We find a great variety in the mode of life of these hirudinidæ; and if we sometimes meet with some which are sober and delicate, the greater part show a voracity of which it is difficult to form any idea. A leech has been met with in Senegal which draws a quantity of blood equal to the weight of its body. There are leeches which devour entire earth-worms. Fortunately the greater species are not the most voracious: we might feel rather uneasy in the midst of leeches similar to that which Blainville has described under the name of Pontobdella lævis, which is not less than a foot and a half in length.
It is generally thought that all leeches are aquatic, but this is a mistake. In the warm regions of the Old and New World, there live in the midst of the brushwood, leeches which attack the traveller as well as his horse, and suck the blood of both without their perceiving it.

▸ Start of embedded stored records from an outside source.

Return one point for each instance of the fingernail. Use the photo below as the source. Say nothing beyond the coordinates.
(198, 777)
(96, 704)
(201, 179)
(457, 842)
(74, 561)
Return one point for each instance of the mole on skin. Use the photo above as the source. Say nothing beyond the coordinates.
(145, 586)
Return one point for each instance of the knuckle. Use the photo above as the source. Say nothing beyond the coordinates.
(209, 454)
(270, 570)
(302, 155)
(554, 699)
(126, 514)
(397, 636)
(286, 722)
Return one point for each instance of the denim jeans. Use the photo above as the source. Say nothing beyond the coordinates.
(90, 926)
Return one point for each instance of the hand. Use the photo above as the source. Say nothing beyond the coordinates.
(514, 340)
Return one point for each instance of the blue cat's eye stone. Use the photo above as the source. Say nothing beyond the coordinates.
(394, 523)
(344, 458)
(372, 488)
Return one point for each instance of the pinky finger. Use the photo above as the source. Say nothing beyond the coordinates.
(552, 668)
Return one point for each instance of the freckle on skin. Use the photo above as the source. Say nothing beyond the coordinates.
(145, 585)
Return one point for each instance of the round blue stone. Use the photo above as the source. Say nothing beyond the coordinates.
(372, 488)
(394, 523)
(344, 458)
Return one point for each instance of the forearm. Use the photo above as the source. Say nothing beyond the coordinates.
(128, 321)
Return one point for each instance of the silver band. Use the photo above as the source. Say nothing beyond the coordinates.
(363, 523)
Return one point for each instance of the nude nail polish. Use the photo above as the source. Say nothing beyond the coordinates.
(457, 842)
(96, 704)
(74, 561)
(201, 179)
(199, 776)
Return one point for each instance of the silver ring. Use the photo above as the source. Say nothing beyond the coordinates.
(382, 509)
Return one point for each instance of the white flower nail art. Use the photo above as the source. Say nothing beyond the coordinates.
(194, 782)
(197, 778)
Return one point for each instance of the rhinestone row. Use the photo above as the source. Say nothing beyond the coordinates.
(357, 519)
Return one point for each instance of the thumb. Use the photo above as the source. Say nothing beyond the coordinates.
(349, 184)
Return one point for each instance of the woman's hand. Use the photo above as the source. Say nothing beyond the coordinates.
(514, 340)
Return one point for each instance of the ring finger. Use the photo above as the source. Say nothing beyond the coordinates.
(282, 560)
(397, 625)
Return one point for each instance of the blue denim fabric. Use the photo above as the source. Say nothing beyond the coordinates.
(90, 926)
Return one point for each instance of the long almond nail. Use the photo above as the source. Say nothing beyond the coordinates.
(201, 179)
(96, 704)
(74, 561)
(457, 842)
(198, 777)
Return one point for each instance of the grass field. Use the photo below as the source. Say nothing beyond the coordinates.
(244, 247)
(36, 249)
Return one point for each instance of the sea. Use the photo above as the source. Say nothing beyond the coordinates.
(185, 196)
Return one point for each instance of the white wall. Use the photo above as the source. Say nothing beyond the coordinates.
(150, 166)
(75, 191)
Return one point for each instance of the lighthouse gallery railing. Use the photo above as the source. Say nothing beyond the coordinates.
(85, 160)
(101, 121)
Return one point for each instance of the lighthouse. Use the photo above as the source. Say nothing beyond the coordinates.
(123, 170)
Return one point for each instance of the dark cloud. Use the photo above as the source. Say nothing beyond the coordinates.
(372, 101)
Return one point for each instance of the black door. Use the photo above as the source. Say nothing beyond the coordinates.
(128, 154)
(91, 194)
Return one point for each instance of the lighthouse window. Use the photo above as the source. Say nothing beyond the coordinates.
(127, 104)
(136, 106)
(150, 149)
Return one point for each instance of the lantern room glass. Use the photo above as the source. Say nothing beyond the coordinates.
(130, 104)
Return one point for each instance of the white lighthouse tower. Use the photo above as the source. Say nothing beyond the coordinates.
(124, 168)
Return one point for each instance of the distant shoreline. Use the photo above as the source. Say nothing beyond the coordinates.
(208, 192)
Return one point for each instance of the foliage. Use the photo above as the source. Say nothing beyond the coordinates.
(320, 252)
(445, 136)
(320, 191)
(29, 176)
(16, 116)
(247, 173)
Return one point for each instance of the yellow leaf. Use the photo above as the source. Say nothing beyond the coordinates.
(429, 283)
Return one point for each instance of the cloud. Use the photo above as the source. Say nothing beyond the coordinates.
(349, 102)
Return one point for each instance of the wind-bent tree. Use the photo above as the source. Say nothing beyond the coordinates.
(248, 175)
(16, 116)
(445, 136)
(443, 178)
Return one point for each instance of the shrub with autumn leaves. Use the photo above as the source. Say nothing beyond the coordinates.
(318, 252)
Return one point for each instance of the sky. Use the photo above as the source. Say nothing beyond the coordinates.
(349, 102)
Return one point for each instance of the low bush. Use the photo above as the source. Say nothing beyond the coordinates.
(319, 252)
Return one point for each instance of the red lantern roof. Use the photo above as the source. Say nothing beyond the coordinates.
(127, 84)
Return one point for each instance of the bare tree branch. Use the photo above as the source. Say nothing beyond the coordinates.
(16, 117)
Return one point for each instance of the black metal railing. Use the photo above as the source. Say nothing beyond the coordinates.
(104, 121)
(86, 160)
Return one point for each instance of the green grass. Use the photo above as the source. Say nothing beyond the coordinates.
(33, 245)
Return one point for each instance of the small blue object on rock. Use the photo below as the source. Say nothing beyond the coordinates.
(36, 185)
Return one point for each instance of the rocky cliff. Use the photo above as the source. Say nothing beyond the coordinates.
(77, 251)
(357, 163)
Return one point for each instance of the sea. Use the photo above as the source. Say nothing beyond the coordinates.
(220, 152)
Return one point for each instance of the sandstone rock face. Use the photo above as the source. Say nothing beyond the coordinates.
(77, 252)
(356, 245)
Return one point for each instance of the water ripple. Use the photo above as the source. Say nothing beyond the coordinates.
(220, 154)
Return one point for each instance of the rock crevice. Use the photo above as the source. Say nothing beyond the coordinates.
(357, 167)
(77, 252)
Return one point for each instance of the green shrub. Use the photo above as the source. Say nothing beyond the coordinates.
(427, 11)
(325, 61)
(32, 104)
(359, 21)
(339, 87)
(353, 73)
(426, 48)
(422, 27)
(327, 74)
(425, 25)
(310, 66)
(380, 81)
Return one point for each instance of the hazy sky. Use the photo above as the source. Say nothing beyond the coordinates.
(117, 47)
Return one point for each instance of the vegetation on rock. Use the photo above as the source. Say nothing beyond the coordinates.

Hoffmeister gives the following account with reference to small leeches in the island of Ceylon:—
He had amused himself one evening by collecting some phosphorescent insects which were hovering around him in considerable numbers; on entering afterwards a lighted room, he perceived streaks of blood all down his legs. This was the effect of the bites of leeches. These creatures, said he, made a painful impression on me, the remembrance of which was terrible. This same leech, which bears the name of Hirudo tagalla, or Ceylonica, lives in the thickets and woods of the Philippine Islands. There also it attacks horses as well as men. It has
also been noticed on the chain of the Himalayas, 11,000 feet above the level of the sea. Japan and Chili also have terrestrial leeches. The Cylicobdella lumbricoides is a blind leech, which has been found by F. Müller in damp earth, in Brazil.
The aquatic leeches are better known, and with but few exceptions, the accidents produced by them are little to be feared. In Algeria it is not uncommon, as army surgeons tell us, to see soldiers, while drinking spring water, swallow small leeches which may do them injury.